Michael Cahill, I just noticed
WT-1698 is related to WT-3155 (for which I pushed a pull request a couple of days ago), but raises some different issues. I'll pull WT-1698 into my sprint, hopefully we can fix both of them.
- The original issue was concern that eviction could re-configure and attempt to allocate additional sessions while the application is closing the connection. Because eviction does the allocation asynchronously to the re-configuration, it's possible to hit this with a well-behaved application, that is, one that re-configures and then calls close. We have a `DIAGNOSTIC` assert in `__open_session `, that we're not in connection close when opening a session, so it's possible for a well-behaved application to trigger an assertion.
- You said you wanted to keep the assertion in `__open_session` ("This has been the source of a number of bugs in the past where internal threads can race with connection close if the connection is only open for a short period.")
- I said there are at least two other places this problem can occur, the LSM manager and async operations.
- You commented about where in the code we set the `WT_CONN_CLOSING` flag: it's after we shouldn't open more data handles, and `__wt_conn_btree_open` asserts we're not in the close path.
The PR I submitted (#3344), makes related changes:
- I moved the setting of the `WT_CONN_CLOSING` flag up in the close process and removed the assertion in `__wt_conn_btree_open` that we weren't in the process of closing.
- I changed the `DIAGNOSTIC` assertion in `__open_session` to be a return of `EBUSY`, without any associated error message.

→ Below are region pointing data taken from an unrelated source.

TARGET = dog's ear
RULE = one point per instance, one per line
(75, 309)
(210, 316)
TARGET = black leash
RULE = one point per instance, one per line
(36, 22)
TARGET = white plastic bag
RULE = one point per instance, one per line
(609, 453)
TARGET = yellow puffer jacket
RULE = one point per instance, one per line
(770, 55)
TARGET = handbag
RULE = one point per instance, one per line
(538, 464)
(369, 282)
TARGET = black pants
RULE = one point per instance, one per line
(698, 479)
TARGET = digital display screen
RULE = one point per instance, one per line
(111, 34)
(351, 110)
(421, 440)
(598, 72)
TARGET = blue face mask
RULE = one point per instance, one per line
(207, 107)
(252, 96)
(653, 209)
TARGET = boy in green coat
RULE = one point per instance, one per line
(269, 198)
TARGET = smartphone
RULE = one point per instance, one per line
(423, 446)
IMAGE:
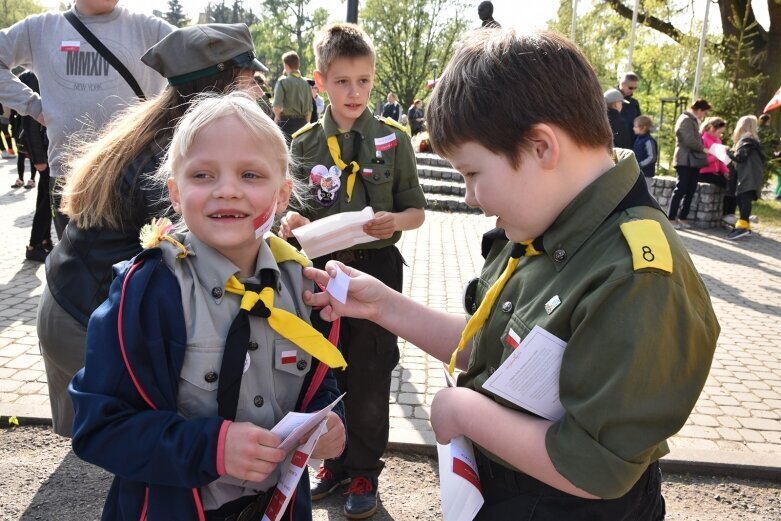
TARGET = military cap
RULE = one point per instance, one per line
(198, 51)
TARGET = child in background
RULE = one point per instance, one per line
(645, 148)
(582, 251)
(204, 343)
(374, 163)
(716, 172)
(750, 170)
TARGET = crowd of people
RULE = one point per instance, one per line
(179, 323)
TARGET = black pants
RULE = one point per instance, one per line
(42, 219)
(371, 353)
(684, 190)
(515, 496)
(60, 219)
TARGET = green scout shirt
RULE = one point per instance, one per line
(294, 95)
(387, 180)
(639, 341)
(269, 388)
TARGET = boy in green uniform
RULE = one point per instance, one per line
(582, 251)
(352, 160)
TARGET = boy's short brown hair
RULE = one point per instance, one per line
(341, 40)
(292, 60)
(501, 83)
(644, 122)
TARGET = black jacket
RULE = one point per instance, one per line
(78, 269)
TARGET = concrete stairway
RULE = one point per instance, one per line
(443, 186)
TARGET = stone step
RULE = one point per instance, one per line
(441, 186)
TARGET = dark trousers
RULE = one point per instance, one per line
(371, 353)
(42, 219)
(517, 496)
(60, 219)
(684, 190)
(290, 125)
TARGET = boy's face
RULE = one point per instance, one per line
(227, 179)
(349, 85)
(516, 196)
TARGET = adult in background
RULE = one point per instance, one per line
(689, 157)
(486, 13)
(615, 105)
(628, 85)
(292, 97)
(78, 86)
(392, 109)
(108, 210)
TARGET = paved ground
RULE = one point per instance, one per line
(736, 422)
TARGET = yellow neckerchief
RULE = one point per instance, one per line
(336, 155)
(289, 325)
(524, 249)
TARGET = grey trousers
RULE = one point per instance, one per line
(62, 340)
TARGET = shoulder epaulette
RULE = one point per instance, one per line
(393, 123)
(303, 130)
(283, 251)
(648, 245)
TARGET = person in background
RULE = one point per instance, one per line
(615, 102)
(645, 148)
(749, 161)
(108, 210)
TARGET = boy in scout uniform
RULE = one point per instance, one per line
(352, 160)
(581, 251)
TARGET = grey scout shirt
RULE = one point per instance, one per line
(269, 387)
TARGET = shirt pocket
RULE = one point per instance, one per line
(199, 380)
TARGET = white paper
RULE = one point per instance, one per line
(339, 285)
(291, 470)
(459, 480)
(530, 375)
(720, 151)
(333, 233)
(294, 425)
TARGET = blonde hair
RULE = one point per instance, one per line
(341, 40)
(206, 109)
(746, 126)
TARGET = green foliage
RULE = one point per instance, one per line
(175, 14)
(414, 39)
(11, 11)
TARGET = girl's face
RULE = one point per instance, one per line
(228, 179)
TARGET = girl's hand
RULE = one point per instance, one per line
(382, 226)
(364, 297)
(251, 452)
(331, 443)
(290, 222)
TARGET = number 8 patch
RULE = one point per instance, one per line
(648, 244)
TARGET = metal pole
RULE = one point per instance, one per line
(352, 11)
(632, 35)
(700, 52)
(574, 19)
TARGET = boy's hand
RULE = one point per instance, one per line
(251, 452)
(382, 226)
(290, 222)
(331, 443)
(364, 297)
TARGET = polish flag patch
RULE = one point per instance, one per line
(70, 46)
(513, 339)
(385, 143)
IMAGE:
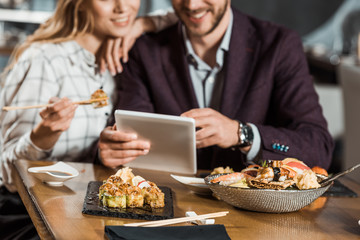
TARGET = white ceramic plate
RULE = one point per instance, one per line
(56, 174)
(196, 185)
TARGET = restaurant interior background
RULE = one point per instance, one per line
(329, 29)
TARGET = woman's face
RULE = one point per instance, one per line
(113, 18)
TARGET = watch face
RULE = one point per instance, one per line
(247, 136)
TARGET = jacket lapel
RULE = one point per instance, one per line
(239, 65)
(177, 71)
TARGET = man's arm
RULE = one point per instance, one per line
(296, 127)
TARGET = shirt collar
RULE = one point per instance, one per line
(224, 47)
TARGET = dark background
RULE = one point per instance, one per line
(303, 16)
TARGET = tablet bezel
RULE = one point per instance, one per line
(167, 153)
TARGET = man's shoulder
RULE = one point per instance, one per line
(160, 38)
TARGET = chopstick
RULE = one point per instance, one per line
(83, 102)
(176, 220)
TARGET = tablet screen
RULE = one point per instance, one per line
(173, 147)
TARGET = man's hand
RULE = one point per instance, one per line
(55, 120)
(117, 147)
(215, 128)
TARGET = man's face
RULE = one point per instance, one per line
(201, 17)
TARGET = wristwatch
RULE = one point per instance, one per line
(246, 135)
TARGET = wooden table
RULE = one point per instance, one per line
(56, 211)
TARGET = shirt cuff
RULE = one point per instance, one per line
(255, 147)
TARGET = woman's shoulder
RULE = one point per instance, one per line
(44, 51)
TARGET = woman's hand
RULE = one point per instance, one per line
(118, 147)
(55, 120)
(115, 49)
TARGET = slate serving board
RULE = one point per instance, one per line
(92, 206)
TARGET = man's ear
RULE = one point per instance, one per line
(82, 6)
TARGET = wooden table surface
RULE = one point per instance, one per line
(57, 211)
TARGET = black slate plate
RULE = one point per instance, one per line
(92, 206)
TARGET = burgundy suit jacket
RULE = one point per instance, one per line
(266, 83)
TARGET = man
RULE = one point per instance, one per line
(244, 81)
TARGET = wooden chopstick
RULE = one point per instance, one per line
(83, 102)
(176, 220)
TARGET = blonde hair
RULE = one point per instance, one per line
(70, 19)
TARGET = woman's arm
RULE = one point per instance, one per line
(115, 50)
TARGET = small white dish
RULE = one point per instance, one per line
(195, 184)
(56, 174)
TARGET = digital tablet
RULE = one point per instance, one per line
(173, 146)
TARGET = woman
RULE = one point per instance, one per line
(58, 62)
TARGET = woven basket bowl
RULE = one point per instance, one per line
(265, 200)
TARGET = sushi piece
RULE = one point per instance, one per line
(153, 196)
(134, 197)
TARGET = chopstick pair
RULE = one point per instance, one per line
(176, 220)
(83, 102)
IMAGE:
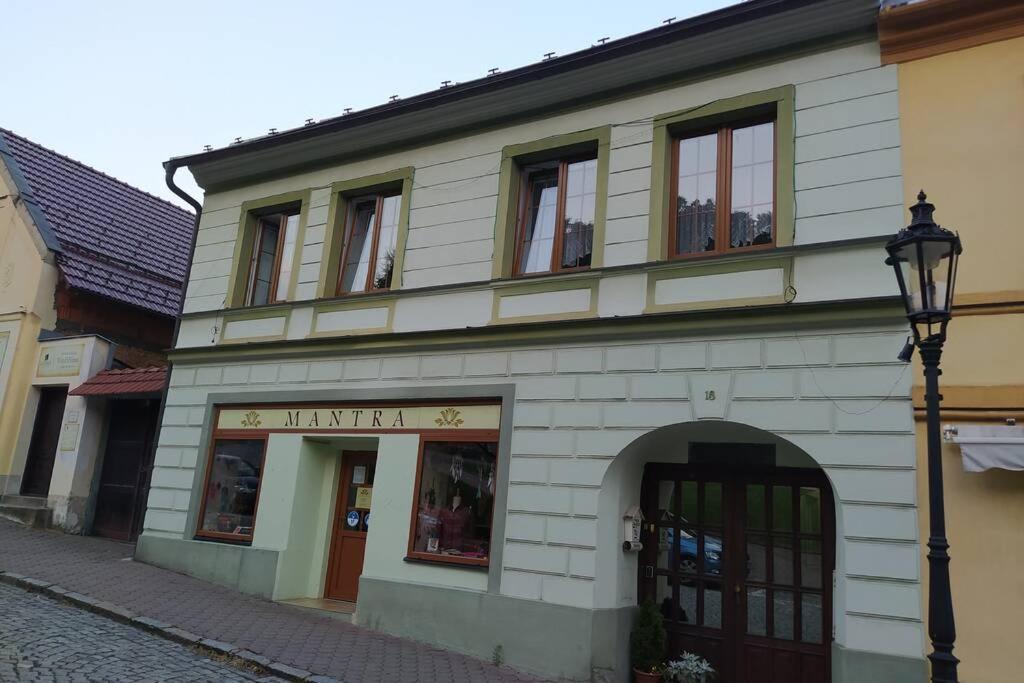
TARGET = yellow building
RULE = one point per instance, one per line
(87, 305)
(962, 94)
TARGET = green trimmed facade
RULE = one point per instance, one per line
(602, 377)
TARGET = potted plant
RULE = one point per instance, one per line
(647, 644)
(689, 668)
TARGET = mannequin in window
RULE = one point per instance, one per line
(428, 523)
(455, 520)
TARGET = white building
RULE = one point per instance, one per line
(543, 343)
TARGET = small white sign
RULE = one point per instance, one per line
(69, 436)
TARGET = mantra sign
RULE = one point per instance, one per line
(371, 418)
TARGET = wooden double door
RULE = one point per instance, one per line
(351, 522)
(740, 563)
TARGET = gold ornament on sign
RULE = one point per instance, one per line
(450, 418)
(251, 419)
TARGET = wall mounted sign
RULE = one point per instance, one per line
(363, 497)
(69, 436)
(370, 418)
(60, 360)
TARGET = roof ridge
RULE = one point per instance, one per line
(74, 248)
(168, 203)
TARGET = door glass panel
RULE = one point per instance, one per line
(713, 605)
(687, 552)
(810, 510)
(756, 518)
(782, 560)
(757, 558)
(713, 504)
(781, 508)
(757, 624)
(666, 536)
(810, 617)
(689, 500)
(664, 596)
(782, 614)
(666, 501)
(688, 602)
(810, 563)
(713, 550)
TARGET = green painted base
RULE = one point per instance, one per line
(247, 569)
(857, 666)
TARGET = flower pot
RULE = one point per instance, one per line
(643, 677)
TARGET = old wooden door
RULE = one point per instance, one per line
(350, 525)
(739, 562)
(45, 437)
(124, 479)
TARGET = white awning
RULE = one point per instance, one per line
(988, 446)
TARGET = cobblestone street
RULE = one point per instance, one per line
(43, 640)
(103, 570)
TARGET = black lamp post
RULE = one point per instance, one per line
(925, 256)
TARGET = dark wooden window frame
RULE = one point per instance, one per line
(723, 185)
(489, 436)
(351, 202)
(286, 213)
(522, 214)
(242, 539)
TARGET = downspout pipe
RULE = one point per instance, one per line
(170, 168)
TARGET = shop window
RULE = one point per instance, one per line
(271, 258)
(371, 239)
(724, 184)
(454, 506)
(556, 215)
(231, 489)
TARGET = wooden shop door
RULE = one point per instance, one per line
(45, 436)
(739, 562)
(351, 522)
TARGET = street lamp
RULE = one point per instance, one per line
(924, 256)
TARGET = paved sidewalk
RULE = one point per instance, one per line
(42, 640)
(102, 569)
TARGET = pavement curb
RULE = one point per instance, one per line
(208, 646)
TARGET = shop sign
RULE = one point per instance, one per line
(327, 418)
(363, 497)
(60, 360)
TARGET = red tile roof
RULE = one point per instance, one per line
(120, 382)
(116, 241)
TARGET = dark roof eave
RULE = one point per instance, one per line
(818, 19)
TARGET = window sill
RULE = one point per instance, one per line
(450, 561)
(224, 538)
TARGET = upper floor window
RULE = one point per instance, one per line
(724, 186)
(271, 258)
(556, 217)
(371, 240)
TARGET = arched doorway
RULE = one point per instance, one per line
(738, 548)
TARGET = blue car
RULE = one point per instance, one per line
(688, 552)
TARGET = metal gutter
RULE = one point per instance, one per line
(28, 199)
(169, 170)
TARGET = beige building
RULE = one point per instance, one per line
(90, 278)
(961, 96)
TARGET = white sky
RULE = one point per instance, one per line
(123, 85)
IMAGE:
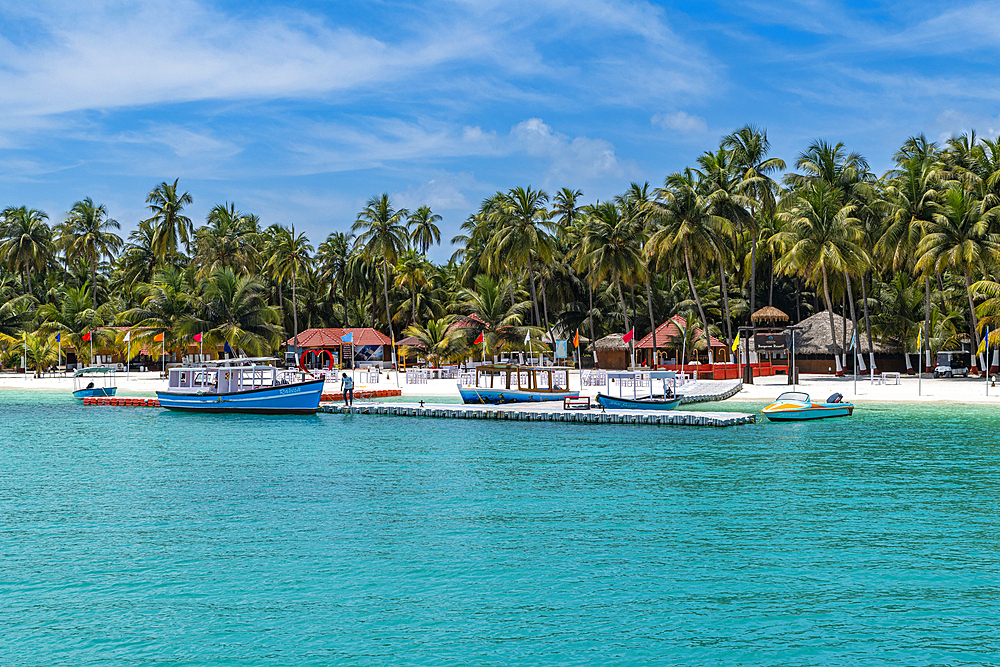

My thinking was that it's OK for asynchronous threads to be in the open-file and open-session paths during close – they're running asynchronously and they can be in any normal code path until we shut them down. That said, I understand the diagnostic value, and expected that returning `EBUSY` out of `open_session` would trigger an error message we would see during testing.
Reviewing this all today, it occurred to me I'd introduced a problem, because `EBUSY` from session-allocation was likely to make its caller panic, which could race with the close and prevent normal shutdown.
However, I also figured out that LSM doesn't give its worker threads sessions, and both eviction and the async code allocate additional sessions in the reconfiguration path, so neither of them will open new sessions during close, at least in a well-behaved application. (I think async has always been that way, it's eviction that changed in August of 2016.)
In summary, at this point we could put the assertion back into `__open_session`, because we don't open new internal sessions in the close path. Given the possibility of an application calling close and other WiredTiger APIs concurrently, we could even go further, and panic in that case.